Hatay bölgesinde ilk yerleşimin, milattan önce yüzbinli çağlarda başladığı, yapılan kazı çalışmalarında bu dönemin izlerine rastlandığı bilinmektedir. Göç yolları üzerinde bulunan bölgede tarih boyunca birçok uygarlık hüküm sürmüştür. Hatay şehri Urartular, Persler ve Roma İmparatorluğu’nun egemenliğinde kalmış, genellikle de eyalet başkenti unvanını almıştır. Kleopatra, Hıristiyanlık, Büyük İskender, Amik ovası, ticaret yolları, Türkmenler ve Atatürk başlıkları bu şehrin tarihi anlamda ne kadar önemli olduğu hakkında bir fikir vermektedir.
Geçmişte şehir, deprem nedeniyle defalarca yıkılıp yeniden kurulmuştur. Bereketli topraklar ve coğrafi olarak da önemli bir bölgede olmasının bedelini sürekli işgale uğrayarak ve depremler nedeniyle büyük hasarlara uğrayıp zayiatlar vererek ödeyen Hatay için maalesef tarih bir kez daha tekerrür etti. On binlerce insanın yürek dayanmayan şekilde ölümü hafızamıza kazındı. Elbette bu felakete uğrayan diğer şehirler için de aynı çaresizlik ve acıyı yaşıyoruz.
Mustafa Kemal Atatürk’ün “Geçmişini bilmeyen toplumlar geleceğine yön veremez” sözü bugün yaşadığımız durumu açık bir şekilde anlatıyor. Şehirlerin kurulması, planlanması ve yönetilmesi için bölge hakkında derin bilgi sahibi olmak ve konusunda uzman liyakatli yöneticiler ile çalışmak medeniyet sahibi olmanın bir gereğidir. Hatay’da bulunan Mustafa Kemal Üniversitesi ve İskenderun Teknik Üniversitesi’nde birçok lisans ve önlisans bölümü bulunmaktadır. Özellikle Acil Yardım ve Afet Yönetimi, Arkeoloji, İnşaat Mühendisliği, Şehir ve Bölge Planlama, Mimarlık ve Tarih alanlarından mezun öğrencilerin, bölüm derslerini veren öğretim görevlilerinin ayrıca petrol, doğalgaz ve diğer yeraltı kaynakları konusunda uzmanların şehrin yeniden inşa ediliş sürecinde yer alması, şehir ile yaşayanlar arasında duygusal bağların da sağlıklı biçimde kurulmasına katkı sağlayacaktır.
Caesar III isimli bir bilgisayar oyunu hatırlıyorum. Kral Sezar size şehir kurma yetkisi verir ve haritadan istediğiniz bölgeyi seçerdiniz.
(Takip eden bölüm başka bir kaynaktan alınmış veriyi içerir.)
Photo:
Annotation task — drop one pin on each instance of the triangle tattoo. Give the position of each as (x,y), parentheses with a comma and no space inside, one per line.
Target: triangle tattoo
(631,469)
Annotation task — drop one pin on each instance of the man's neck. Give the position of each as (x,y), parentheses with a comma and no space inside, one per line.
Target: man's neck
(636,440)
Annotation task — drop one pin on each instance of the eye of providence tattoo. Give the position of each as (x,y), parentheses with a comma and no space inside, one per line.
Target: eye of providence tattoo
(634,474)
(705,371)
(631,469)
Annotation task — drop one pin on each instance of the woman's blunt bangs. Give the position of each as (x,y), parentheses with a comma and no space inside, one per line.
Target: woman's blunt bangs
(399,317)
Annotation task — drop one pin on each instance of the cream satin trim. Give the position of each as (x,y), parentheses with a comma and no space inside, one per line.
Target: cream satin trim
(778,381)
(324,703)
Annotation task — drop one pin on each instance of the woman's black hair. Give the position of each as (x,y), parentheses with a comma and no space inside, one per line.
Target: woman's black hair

Seçimi tamamlamadan önce o bölgede hangi ürünlerin yetiştiği, deniz veya kara ticaret yolları, bölgede fay hattı olup olmadığı, komşu ülkeler ile olan askeri durumu özet olarak anlatılırdı. Günümüzde mevcut yönetim anlayışı bir bilgisayar oyunu seviyesine bile gelememişse bu durumu sadece cehalet ile açıklamak yeterli değildir. Kişisel hırs ve çıkarlar en küçük sosyal birim olan aileden başlamak üzere arkadaşlık, toplumsal birlikler ve nihayetinde devletlerin yıkımına sebep olabilecek son derece haris duygulardır.
Ülkemizin gündemi sürekli değişse de bugünlerde en önemli başlık 14 Mayıs seçimleri olarak görünüyor. Mevcut parti liderlerinin sağduyusu ve yetkinliklerine inanarak, insana değer veren bir yönetim anlayışının benimseneceği zamanların gelmesini hep birlikte umut ediyoruz. Ancak kişisel kariyer ve kazançlarımızdan vazgeçerek toplumsal iyilik ve çağdaş medeniyetler seviyesine ulaşmayı amaçlamadıkça değişimin sadece yeni yüzlerle tanışmakla sınırlı kalacağını unutmamalıyız. Atalarımızın sözlerinden ve tarihten ders alarak ve içi boşalan tüm değerlerimize sahip çıkarak, daha iyi bir yaşam mümkün.